Missile Tests Underscore Moscow’s Desire to Maintain Nuclear Deterrent

On May 29, the Russian government very ostentatiously tested two different ballistic missiles, designated the RS-24 and R-500. The Russian media characterized both systems as new versions of existing missiles, modified to penetrate U.S. ballistic missile defenses (BMD) more effectively. First Deputy Prime Minister Sergei Ivanov, the former fefense minster, claimed that "these systems can beat any operational and future missile defenses."

According to the Russian news agency RIA Novosti, the new RS-24 intercontinental ballistic missile is simply a version of the road-mobile SS-25 Topol ("Sickle") that had been modified to carry up to 10 multiple independently targetable reentry vehicles (MIRVs), each with its own nuclear warhead. The original single-warhead SS-25 entered into operation with the Soviet armed forces in the mid-1980s.
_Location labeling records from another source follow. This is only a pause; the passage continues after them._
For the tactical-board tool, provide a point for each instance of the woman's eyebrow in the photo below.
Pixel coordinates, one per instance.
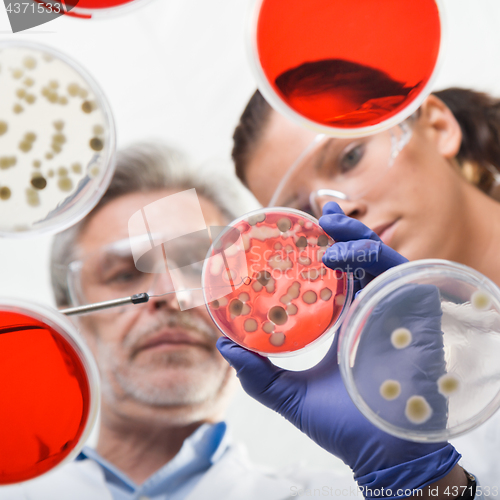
(320, 154)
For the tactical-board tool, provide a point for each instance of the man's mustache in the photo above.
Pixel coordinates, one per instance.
(197, 330)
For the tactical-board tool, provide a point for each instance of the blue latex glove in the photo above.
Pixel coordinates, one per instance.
(357, 248)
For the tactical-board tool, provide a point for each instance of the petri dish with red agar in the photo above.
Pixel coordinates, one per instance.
(346, 68)
(419, 349)
(49, 394)
(265, 285)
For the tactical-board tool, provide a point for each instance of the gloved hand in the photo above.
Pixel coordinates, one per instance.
(317, 403)
(357, 248)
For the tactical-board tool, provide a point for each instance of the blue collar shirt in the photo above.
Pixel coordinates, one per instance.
(176, 479)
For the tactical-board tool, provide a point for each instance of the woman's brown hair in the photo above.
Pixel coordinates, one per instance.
(477, 113)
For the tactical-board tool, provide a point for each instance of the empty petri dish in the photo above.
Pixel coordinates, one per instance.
(419, 350)
(266, 287)
(57, 141)
(49, 394)
(346, 68)
(91, 9)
RIA Novosti described the R-500 as a cruise missile adopted for use on a mobile Iskander-M launcher (SS-26), originally designed for tactical ballistic missiles. The R-500 has a range of only 280 km (170 miles), but its maneuverability could make it harder to intercept than a warhead flying a simple ballistic trajectory, such as those employed by the SCUD-based missiles of Iran and North Korea. One of its prime functions would be to help Russia attack the BMD system the Bush administration has proposed deploying in nearby Poland and the Czech Republic.